🤖 AI Summary
This work addresses the challenge of insufficient discriminability and generalization in facial Action Unit (AU) representation learning under limited labeled data. The authors propose HiVA, a novel approach that leverages large language models to generate rich AU semantic descriptions as priors and introduces a hierarchical cross-modal attention architecture to integrate fine-grained and global visual-language associations. HiVA innovatively incorporates an AU-aware Dynamic Dependency Cross-Attention (DDCA) module and a dual-path Cross-Modal Cross-Attention (CDCA) mechanism to explicitly model AU-specific interactions and global dependencies, respectively, thereby enhancing semantic interpretability and robustness. Extensive experiments demonstrate that HiVA outperforms existing methods across multiple benchmarks and produces semantically coherent activation patterns, effectively validating its superiority in cross-modal alignment and facial behavior analysis.
📝 Abstract
Facial Action Unit (AU) detection seeks to recognize subtle facial muscle activations as defined by the Facial Action Coding System (FACS).
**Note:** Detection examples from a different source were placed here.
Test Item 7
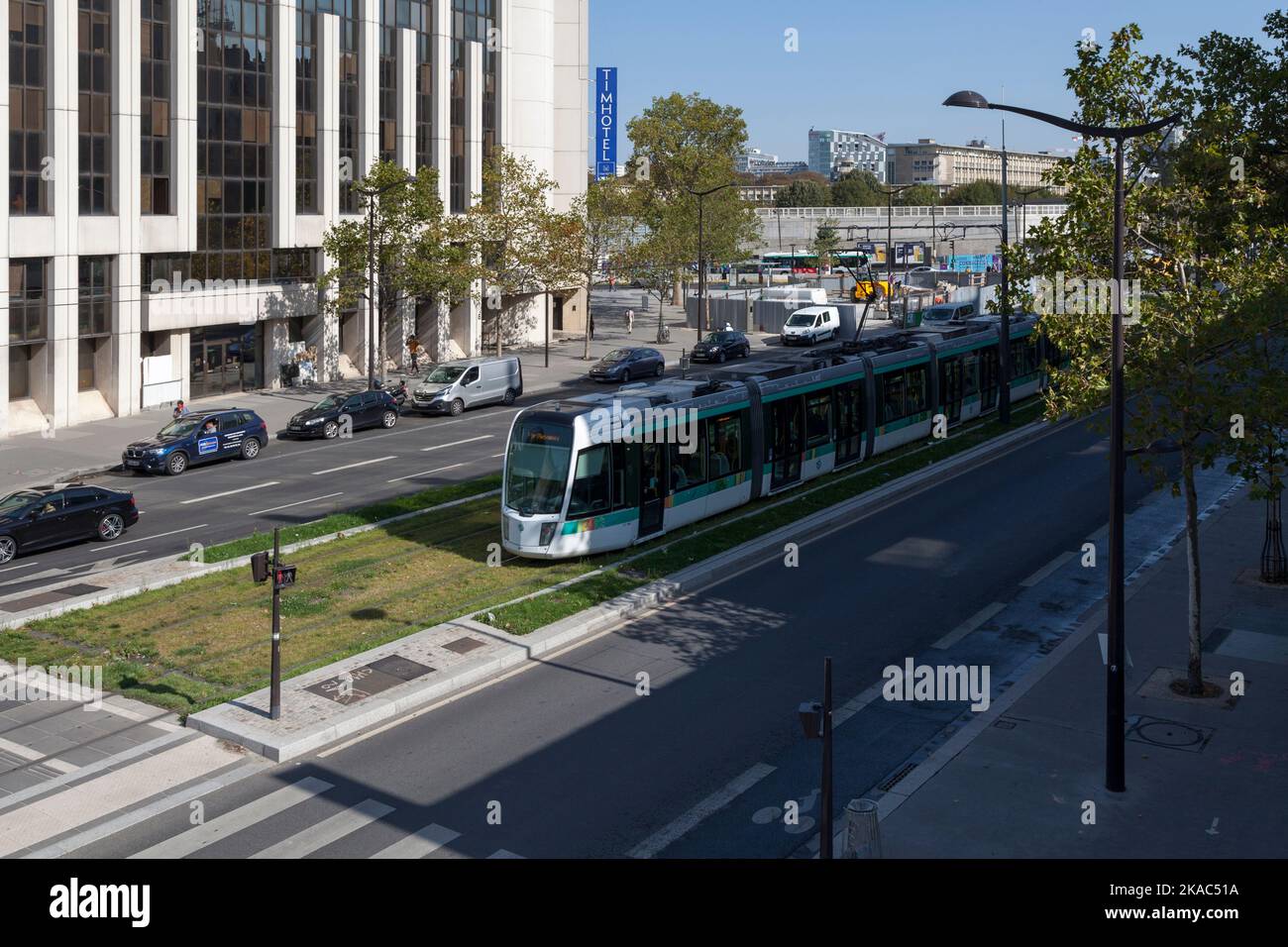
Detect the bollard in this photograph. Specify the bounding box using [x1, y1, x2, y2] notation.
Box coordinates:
[842, 798, 881, 858]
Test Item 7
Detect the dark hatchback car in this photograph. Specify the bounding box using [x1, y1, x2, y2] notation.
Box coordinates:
[0, 483, 139, 562]
[282, 391, 398, 441]
[690, 330, 751, 362]
[121, 407, 268, 476]
[590, 348, 666, 384]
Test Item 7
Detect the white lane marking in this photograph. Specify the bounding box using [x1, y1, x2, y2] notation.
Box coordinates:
[246, 489, 344, 517]
[1020, 549, 1074, 587]
[115, 523, 209, 546]
[930, 601, 1006, 651]
[420, 434, 496, 451]
[252, 798, 394, 858]
[626, 763, 777, 858]
[313, 454, 398, 476]
[179, 480, 280, 506]
[385, 462, 473, 483]
[371, 822, 461, 858]
[130, 776, 334, 858]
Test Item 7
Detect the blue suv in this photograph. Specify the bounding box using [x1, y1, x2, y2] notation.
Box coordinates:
[121, 407, 268, 476]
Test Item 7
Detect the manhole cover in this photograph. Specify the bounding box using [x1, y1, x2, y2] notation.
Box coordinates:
[1127, 716, 1214, 753]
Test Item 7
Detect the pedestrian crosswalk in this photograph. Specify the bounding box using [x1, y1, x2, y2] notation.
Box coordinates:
[130, 776, 523, 860]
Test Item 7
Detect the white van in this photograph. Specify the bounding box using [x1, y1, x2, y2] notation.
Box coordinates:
[760, 286, 827, 305]
[407, 356, 523, 415]
[781, 305, 841, 346]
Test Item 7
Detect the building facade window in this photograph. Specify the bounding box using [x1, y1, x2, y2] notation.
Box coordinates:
[192, 0, 271, 279]
[9, 0, 49, 217]
[76, 257, 112, 391]
[139, 0, 174, 214]
[9, 258, 49, 401]
[76, 0, 112, 214]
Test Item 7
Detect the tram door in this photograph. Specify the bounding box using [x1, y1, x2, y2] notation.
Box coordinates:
[639, 443, 666, 537]
[939, 359, 962, 424]
[769, 395, 805, 489]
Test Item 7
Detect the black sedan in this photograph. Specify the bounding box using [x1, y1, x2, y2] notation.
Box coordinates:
[0, 484, 139, 562]
[691, 330, 751, 362]
[282, 391, 398, 441]
[590, 348, 666, 385]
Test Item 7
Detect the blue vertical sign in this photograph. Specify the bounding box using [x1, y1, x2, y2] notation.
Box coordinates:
[595, 67, 617, 180]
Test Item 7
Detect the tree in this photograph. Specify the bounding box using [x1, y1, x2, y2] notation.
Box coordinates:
[832, 171, 886, 207]
[465, 149, 583, 356]
[318, 161, 476, 378]
[1004, 25, 1263, 694]
[774, 180, 832, 207]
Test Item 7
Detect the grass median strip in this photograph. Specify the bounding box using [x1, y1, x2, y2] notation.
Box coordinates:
[0, 404, 1037, 712]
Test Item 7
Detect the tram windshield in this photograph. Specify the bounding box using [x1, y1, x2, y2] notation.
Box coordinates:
[505, 421, 572, 517]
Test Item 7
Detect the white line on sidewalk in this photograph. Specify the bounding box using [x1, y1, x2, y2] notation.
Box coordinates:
[180, 480, 280, 506]
[313, 454, 398, 476]
[1020, 549, 1074, 587]
[371, 822, 461, 858]
[385, 462, 472, 483]
[130, 776, 332, 858]
[420, 434, 496, 451]
[252, 798, 394, 858]
[930, 601, 1006, 651]
[246, 489, 344, 517]
[113, 523, 209, 546]
[626, 763, 777, 858]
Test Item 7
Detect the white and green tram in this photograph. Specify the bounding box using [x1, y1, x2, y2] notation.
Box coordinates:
[501, 316, 1055, 559]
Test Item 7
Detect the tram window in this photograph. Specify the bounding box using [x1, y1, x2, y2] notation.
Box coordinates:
[805, 391, 832, 447]
[670, 424, 707, 493]
[905, 365, 926, 415]
[707, 415, 743, 479]
[568, 445, 612, 519]
[881, 368, 905, 421]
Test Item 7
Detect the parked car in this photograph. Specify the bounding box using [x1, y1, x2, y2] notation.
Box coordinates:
[407, 356, 523, 415]
[590, 348, 666, 384]
[691, 330, 751, 362]
[282, 391, 398, 441]
[781, 305, 841, 346]
[0, 483, 139, 563]
[121, 407, 268, 476]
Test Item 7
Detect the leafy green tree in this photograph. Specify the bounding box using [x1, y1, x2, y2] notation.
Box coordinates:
[774, 180, 832, 207]
[318, 161, 476, 373]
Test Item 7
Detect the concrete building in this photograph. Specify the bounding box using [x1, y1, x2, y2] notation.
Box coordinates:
[808, 129, 886, 181]
[889, 138, 1060, 192]
[0, 0, 590, 436]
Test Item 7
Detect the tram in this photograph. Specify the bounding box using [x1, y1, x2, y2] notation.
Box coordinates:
[501, 314, 1057, 559]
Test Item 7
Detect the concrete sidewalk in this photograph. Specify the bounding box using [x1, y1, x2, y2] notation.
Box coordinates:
[0, 300, 763, 493]
[865, 488, 1288, 858]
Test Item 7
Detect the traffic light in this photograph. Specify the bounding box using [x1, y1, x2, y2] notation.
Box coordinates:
[250, 553, 268, 582]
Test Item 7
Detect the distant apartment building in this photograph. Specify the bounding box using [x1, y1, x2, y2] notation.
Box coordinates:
[808, 129, 886, 181]
[889, 138, 1060, 192]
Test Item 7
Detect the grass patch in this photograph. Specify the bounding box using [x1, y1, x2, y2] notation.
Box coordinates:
[0, 404, 1038, 714]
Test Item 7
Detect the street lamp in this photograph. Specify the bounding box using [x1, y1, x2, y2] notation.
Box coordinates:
[944, 91, 1181, 792]
[353, 177, 411, 391]
[686, 180, 738, 342]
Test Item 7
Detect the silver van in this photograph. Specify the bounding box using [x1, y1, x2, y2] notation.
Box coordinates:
[407, 356, 523, 415]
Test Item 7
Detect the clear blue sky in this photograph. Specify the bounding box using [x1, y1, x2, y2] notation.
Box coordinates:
[590, 0, 1276, 161]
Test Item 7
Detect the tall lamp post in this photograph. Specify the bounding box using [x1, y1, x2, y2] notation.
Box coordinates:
[944, 91, 1181, 792]
[686, 180, 738, 342]
[353, 177, 411, 391]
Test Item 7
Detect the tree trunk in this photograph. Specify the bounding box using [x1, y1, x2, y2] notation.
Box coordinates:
[1181, 449, 1203, 697]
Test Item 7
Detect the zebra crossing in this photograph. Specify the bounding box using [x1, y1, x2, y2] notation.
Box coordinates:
[130, 776, 523, 860]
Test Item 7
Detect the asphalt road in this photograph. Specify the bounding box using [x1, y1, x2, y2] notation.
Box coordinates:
[77, 412, 1174, 857]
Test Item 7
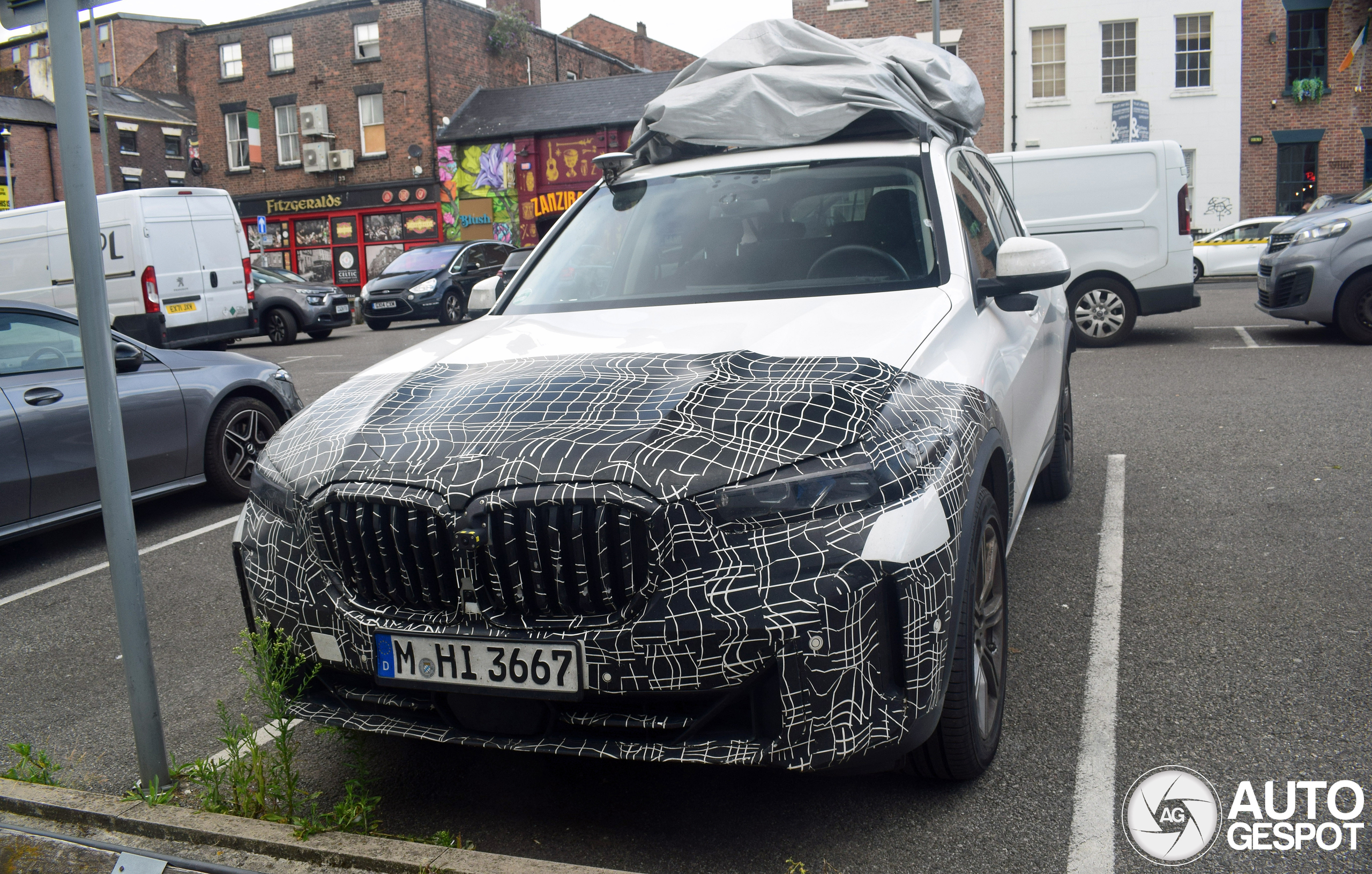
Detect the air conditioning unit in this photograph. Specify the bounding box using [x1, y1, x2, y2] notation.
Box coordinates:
[301, 143, 329, 173]
[301, 103, 329, 136]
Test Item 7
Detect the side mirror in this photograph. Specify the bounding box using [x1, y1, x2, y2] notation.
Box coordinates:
[114, 343, 143, 373]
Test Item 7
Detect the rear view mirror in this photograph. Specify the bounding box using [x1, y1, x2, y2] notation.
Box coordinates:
[114, 343, 143, 373]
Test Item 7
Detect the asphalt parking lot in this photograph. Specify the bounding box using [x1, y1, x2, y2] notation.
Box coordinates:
[0, 282, 1372, 874]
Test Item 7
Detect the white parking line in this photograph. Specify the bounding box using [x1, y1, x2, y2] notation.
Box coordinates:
[0, 516, 238, 606]
[1068, 456, 1124, 874]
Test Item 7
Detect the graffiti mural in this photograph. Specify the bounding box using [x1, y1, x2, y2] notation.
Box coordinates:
[438, 143, 520, 246]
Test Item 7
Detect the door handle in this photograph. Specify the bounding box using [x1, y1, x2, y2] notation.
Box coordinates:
[24, 388, 62, 406]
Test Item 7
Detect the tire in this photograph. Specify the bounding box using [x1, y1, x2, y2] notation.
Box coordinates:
[262, 306, 299, 346]
[1333, 276, 1372, 346]
[204, 397, 281, 501]
[1068, 277, 1139, 349]
[438, 290, 466, 325]
[1033, 372, 1076, 501]
[906, 487, 1007, 779]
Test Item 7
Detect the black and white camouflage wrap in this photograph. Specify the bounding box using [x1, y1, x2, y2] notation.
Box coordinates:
[242, 351, 1014, 768]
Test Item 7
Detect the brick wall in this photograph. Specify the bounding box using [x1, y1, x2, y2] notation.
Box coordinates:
[563, 15, 696, 73]
[1237, 0, 1372, 218]
[792, 0, 1010, 154]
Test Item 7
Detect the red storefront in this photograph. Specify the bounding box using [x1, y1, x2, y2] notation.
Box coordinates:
[235, 182, 442, 295]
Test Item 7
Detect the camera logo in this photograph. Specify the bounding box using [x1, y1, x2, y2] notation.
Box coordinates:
[1121, 764, 1220, 864]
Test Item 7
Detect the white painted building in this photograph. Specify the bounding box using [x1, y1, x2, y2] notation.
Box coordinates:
[1005, 0, 1242, 229]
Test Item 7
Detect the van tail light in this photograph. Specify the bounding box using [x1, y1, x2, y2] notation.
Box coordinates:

A primary challenge w.r.t AU detection is the effective learning of discriminative and generalizable AU representations under conditions of limited annotated data. To address this, we propose a Hierarchical Vision-language Interaction for AU Understanding (HiVA) method, which leverages textual AU descriptions as semantic priors to guide and enhance AU detection. Specifically, HiVA employs a large language model to generate diverse and contextually rich AU descriptions to strengthen language-based representation learning. To capture both fine-grained and holistic vision-language associations, HiVA introduces an AU-aware dynamic graph module that facilitates the learning of AU-specific visual representations. These features are further integrated within a hierarchical cross-modal attention architecture comprising two complementary mechanisms: Disentangled Dual Cross-Attention (DDCA), which establishes fine-grained, AU-specific interactions between visual and textual features, and Contextual Dual Cross-Attention (CDCA), which models global inter-AU dependencies. This collaborative, cross-modal learning paradigm enables HiVA to leverage multi-grained vision-based AU features in conjunction with refined language-based AU details, culminating in robust and semantically enriched AU detection capabilities. Extensive experiments show that HiVA consistently surpasses state-of-the-art approaches. Besides, qualitative analyses reveal that HiVA produces semantically meaningful activation patterns, highlighting its efficacy in learning robust and interpretable cross-modal correspondences for comprehensive facial behavior analysis.